Contrast what happens when we get to v. 10: “They shall make an ark of acacia wood.” This was evidently not something that was to be expected. There was obviously going to be some sort of a tent made with these skins, there was going to be a priest serving in the tent, he had to be anointed and burn incense and light lamps; fine. Now there’s going to be an “ark”?
Then comes v. 16: “Deposit in the Ark [the tablets of] the Pact which I will give you.” If you have the right prayer book or the right Torah commentary, you can find little pictures of the ark — drawings or painting, not photographs. These should all be marked “artists’ conception.” We don’t really know precisely what it looked like. We know there are cherubim (“griffins”) on top of the ark, holding their wings in such a way that if you wanted to — if you were YHWH — you could sit down on their wings as if they were a throne. This was not what the Israelites might have expected — that there would be a throne at the center of this worship place that they were being asked to contribute to, a throne was going to be on top of a box (that’s what an “ark” is) whose purpose was to preserve the text of the deal made between the Israelites and God. The covenant, if you prefer that archaic religious language.
The lighting, the incense, the anointing oil, even an ephod and a breast piece were obvious components of the religion the Israelites are depicted as anticipating, all of them things that you obviously had to have if you were going to have priests. But an ark with written tablets? That must have been new.

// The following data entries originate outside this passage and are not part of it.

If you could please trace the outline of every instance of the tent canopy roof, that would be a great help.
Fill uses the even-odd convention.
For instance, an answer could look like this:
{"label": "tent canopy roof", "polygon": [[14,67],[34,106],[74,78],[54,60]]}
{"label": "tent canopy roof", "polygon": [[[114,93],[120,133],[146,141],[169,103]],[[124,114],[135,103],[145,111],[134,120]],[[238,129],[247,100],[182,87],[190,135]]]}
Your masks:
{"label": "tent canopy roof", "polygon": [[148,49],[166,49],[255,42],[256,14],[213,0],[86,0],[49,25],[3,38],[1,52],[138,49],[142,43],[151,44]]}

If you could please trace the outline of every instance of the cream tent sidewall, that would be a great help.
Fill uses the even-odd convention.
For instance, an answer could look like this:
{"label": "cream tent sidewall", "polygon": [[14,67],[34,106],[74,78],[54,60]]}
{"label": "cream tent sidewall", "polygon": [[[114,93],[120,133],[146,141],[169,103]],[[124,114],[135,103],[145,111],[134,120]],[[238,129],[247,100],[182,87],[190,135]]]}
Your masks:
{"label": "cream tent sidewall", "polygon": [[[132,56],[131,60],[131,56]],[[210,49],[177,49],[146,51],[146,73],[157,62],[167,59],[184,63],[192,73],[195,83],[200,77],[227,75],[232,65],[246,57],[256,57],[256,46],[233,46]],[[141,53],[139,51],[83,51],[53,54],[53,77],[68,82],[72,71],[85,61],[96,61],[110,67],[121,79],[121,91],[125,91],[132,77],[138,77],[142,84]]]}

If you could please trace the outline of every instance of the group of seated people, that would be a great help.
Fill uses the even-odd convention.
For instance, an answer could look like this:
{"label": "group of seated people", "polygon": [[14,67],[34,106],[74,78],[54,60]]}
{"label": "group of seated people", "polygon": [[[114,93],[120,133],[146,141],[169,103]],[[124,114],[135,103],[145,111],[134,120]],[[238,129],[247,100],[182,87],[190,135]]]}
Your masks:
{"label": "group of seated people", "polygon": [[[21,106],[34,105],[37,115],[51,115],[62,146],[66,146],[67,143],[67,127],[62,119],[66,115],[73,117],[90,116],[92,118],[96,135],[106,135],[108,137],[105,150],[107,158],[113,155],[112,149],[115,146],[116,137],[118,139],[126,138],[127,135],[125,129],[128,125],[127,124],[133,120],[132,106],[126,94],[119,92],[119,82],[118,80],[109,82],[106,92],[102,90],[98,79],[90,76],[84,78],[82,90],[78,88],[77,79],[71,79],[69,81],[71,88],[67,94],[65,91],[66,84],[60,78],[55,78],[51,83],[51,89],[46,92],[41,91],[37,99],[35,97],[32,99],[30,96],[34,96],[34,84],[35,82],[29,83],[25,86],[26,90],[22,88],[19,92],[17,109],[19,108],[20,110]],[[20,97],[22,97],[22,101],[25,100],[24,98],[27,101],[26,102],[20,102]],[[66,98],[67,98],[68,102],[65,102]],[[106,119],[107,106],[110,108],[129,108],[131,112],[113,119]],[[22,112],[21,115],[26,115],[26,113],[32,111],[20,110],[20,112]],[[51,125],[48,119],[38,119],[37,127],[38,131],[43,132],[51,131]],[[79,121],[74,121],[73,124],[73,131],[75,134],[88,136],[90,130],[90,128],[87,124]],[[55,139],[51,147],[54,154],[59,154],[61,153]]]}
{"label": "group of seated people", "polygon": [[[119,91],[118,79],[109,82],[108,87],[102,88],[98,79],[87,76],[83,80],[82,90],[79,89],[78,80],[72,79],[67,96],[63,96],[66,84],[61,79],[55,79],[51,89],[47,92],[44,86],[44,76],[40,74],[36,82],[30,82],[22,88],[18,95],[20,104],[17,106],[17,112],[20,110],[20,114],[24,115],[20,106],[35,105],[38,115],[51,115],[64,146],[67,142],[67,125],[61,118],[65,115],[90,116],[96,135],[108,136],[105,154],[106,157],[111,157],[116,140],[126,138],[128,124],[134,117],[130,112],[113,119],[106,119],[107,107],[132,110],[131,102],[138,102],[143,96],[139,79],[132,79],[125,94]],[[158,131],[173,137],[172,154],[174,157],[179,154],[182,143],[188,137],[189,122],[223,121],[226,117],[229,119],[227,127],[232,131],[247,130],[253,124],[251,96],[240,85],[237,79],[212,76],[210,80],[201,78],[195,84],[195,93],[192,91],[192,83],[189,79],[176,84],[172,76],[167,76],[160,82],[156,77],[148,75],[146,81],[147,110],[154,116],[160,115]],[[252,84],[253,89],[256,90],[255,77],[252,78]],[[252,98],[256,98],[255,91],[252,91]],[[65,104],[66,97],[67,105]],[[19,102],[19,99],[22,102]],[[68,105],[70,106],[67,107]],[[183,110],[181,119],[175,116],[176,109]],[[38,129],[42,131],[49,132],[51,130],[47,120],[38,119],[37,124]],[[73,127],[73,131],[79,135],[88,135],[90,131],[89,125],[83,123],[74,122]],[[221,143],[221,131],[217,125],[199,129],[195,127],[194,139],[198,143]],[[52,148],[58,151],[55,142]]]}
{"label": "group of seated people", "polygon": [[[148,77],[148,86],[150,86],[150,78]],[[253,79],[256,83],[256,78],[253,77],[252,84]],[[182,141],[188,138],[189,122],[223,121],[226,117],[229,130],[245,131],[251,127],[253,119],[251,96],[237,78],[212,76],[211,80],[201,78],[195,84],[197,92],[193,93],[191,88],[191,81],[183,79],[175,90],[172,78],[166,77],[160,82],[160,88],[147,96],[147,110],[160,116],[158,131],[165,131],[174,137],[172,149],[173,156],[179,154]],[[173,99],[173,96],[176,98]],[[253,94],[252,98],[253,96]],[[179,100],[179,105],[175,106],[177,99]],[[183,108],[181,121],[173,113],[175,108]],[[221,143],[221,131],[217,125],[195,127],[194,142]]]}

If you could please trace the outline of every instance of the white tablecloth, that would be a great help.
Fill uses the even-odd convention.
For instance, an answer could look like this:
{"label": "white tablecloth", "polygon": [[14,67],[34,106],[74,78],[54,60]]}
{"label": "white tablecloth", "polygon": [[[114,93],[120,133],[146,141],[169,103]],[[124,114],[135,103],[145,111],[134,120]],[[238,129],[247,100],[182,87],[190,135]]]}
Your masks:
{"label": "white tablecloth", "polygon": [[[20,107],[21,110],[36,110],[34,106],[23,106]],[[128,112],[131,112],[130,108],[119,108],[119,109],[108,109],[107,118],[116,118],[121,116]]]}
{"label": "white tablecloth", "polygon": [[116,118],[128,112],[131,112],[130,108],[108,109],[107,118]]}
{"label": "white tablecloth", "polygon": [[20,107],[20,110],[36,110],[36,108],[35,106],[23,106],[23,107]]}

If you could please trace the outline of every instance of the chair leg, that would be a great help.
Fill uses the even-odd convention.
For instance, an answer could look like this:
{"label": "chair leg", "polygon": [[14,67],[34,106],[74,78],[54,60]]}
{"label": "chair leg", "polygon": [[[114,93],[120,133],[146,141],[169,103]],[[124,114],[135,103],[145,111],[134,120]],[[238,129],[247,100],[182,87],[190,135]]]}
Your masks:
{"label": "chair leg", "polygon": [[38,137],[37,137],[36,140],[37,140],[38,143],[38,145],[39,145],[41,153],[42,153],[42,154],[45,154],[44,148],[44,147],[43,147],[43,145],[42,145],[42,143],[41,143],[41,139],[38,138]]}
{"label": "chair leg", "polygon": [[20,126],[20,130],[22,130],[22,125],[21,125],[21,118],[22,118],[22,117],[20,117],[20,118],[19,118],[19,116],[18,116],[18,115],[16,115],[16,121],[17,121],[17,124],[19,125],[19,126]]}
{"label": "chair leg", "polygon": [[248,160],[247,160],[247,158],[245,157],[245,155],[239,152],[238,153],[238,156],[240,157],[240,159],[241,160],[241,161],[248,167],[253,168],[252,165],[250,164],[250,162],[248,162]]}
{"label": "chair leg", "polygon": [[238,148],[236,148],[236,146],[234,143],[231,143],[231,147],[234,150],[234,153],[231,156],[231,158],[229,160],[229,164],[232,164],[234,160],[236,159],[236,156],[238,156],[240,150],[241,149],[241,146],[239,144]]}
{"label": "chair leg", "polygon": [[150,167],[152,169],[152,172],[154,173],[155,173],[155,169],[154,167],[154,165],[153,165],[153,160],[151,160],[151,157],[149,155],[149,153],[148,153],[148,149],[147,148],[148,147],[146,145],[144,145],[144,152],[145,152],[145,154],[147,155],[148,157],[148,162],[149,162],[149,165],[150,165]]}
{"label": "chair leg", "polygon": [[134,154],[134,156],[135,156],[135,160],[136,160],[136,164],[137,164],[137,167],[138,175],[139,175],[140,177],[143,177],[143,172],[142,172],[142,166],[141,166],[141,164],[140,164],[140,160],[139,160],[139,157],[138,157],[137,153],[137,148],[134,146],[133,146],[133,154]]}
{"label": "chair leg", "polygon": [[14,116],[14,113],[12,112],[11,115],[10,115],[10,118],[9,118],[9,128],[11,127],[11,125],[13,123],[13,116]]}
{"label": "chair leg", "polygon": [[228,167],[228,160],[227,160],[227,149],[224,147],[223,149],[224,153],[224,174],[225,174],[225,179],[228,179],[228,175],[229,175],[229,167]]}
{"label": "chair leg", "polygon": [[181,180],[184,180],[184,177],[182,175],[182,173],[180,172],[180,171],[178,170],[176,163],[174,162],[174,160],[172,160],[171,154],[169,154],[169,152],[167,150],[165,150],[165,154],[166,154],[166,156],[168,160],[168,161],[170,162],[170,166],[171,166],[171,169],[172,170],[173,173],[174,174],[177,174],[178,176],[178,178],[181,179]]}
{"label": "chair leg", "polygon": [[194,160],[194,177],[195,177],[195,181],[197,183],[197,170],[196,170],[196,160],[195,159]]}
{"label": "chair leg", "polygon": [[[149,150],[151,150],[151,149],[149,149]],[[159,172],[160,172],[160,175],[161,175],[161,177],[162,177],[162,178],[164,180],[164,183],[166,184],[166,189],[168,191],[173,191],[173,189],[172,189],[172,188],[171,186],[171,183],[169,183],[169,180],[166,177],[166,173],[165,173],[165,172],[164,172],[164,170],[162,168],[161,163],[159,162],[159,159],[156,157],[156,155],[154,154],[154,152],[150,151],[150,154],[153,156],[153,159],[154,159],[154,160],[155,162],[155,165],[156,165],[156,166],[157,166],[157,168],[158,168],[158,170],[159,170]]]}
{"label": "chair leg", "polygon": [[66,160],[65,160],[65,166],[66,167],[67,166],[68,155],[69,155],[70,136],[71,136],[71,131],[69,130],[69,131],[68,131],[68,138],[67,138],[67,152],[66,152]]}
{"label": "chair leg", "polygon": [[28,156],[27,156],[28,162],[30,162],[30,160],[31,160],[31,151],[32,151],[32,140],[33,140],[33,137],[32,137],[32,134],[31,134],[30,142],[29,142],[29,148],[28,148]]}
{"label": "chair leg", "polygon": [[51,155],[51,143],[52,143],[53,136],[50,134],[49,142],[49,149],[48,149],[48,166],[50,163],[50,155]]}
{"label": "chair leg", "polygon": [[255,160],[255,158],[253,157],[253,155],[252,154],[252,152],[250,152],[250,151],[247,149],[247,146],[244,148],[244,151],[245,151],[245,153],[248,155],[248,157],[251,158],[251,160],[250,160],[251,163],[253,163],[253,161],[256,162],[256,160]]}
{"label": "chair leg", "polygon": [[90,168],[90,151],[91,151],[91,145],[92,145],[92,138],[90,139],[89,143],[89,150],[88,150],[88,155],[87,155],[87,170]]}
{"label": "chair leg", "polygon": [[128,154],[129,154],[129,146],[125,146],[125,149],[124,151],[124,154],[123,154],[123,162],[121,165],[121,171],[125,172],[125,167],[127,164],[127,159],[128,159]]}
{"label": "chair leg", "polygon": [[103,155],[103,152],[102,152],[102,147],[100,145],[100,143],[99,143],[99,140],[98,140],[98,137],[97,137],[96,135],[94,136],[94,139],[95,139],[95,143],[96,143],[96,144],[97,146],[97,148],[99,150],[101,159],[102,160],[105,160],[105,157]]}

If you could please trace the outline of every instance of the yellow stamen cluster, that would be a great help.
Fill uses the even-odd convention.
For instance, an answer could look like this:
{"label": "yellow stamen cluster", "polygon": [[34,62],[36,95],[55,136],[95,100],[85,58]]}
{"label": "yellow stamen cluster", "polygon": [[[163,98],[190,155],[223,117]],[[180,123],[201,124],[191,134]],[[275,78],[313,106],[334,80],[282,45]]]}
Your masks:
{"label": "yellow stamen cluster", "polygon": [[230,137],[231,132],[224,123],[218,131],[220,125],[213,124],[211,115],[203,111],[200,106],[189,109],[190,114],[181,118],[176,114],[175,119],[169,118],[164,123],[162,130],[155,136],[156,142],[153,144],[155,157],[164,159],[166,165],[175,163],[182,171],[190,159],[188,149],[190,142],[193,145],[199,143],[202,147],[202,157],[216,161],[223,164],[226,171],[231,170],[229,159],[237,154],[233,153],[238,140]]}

More about the tabernacle next week.
I can’t resist adding the following paragraph, which appeared in my email shortly after I prepared this column:
Another thing that is going on here is that no lawyer can resist the opportunity to say “aha, if this document said ‘a’ you’d get $650,000, but it says ‘the’ so you don’t.” That is the sort of thing that lawyers live for.



So you are saying that the author (or whoever is penning these instructions) is retrofitting the instructions based upon a known mishkan?